Israel’s New Motor Fuels Strategy Leans on Gas

TEL AVIV (Reuters) —
A highway in Tel Aviv. Israel plans to cut oil use in transportation by 60 percent by 2025, an aggressive target by world standards, and will tap into its newfound natural gas deposits to make it happen. (REUTERS/Nir Elias)
A highway in Tel Aviv. Israel plans to cut oil use in transportation by 60 percent by 2025, an aggressive target by world standards, and will tap into its newfound natural gas deposits to make it happen. (REUTERS/Nir Elias)

Israel plans to cut oil use in transportation by 60 percent by 2025, an aggressive target by world standards, and will tap into its newfound natural gas deposits to make it happen.
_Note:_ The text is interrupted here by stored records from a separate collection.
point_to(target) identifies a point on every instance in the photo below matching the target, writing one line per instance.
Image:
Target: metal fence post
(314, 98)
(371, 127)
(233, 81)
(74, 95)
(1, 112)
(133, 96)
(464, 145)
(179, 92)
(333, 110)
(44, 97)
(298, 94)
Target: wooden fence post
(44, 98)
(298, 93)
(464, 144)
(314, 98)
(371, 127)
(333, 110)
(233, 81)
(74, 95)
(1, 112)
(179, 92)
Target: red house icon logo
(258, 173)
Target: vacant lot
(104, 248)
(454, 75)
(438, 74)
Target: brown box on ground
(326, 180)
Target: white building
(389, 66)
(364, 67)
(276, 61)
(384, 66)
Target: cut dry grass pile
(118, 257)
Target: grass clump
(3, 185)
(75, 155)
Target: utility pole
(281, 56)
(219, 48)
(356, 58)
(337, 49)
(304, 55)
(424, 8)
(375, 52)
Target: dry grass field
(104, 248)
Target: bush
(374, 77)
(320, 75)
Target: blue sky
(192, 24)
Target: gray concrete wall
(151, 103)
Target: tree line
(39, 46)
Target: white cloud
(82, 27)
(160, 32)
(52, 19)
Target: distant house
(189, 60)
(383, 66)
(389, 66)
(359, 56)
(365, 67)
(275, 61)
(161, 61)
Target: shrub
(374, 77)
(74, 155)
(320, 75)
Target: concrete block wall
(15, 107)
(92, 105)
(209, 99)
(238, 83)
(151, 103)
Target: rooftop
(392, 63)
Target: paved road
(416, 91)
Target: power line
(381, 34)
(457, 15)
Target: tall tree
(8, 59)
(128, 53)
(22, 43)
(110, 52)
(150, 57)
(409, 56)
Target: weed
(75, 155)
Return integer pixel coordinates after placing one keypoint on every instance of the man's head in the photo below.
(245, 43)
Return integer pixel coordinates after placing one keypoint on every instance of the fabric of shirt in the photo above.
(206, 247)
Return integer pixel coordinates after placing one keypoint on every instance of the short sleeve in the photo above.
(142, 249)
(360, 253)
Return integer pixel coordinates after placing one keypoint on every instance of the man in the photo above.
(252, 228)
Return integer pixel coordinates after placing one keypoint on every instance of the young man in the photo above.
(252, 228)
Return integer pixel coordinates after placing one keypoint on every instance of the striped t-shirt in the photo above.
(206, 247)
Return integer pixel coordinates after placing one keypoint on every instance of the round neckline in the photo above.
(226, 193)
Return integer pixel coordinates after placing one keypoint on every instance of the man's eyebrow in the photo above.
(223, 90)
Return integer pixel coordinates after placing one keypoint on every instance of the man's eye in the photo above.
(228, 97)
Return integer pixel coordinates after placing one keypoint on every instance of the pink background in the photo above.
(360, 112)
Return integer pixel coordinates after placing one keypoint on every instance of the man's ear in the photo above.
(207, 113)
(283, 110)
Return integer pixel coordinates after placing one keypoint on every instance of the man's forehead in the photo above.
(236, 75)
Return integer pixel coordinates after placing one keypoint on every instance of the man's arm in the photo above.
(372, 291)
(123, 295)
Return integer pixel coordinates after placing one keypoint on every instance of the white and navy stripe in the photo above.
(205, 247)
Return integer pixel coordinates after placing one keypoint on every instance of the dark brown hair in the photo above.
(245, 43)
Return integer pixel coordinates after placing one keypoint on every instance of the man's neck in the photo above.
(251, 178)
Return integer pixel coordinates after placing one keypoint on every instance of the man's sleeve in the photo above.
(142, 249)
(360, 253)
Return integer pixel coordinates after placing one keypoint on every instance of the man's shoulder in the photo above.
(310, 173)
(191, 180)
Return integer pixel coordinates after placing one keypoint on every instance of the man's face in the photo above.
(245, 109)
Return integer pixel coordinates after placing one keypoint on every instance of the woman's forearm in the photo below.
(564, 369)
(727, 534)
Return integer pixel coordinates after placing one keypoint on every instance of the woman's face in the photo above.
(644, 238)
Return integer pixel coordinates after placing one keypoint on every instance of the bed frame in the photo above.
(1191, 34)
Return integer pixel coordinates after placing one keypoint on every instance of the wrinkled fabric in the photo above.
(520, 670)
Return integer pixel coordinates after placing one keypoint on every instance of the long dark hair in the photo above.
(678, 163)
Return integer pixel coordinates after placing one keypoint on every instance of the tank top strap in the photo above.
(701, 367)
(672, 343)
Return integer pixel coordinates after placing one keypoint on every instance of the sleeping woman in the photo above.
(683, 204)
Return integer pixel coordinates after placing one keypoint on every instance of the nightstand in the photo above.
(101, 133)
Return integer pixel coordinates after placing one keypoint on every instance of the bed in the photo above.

It is also investing heavily to help start-ups developing battery and biofuel technologies, and is offering an annual $1 million prize to innovators in the field, almost on par with winning a Nobel.

The program, the Fuel Choices Initiative, has a 10-year budget of 1.5 billion shekels ($430 million).

No single fuel will replace oil. The government will draft regulations and help with tax benefits and infrastructure, but says the market will determine which succeeds.

The next five years will likely be dominated by compressed natural gas (CNG) and natural-gas based methanol, with battery and biofuel technology penetrating the market as technologies improve.

“Israel is certainly showing some great will, and certainly this is a very ambitious target to be achieved in a bit more than a decade,” said Francois Cuenot, a transport and energy analyst at the Paris-based International Energy Agency.

Delek Israel, a unit of conglomerate Delek Group that owns and operates 250 gas stations, will complete Israel’s first CNG station in 10 months. It signed this month a seven-year deal to buy $105 million worth of natural gas from the Tamar field.

“In the next five years there will be at least 40 CNG stations in the Israeli market,” said chief executive Avi Ben Assayag. The cost of each station can reach $1million, and he expects Delek to keep its market share of about a third.

CNG, he said, makes the most sense for heavy vehicles and will cost about half of what is paid for diesel or gasoline.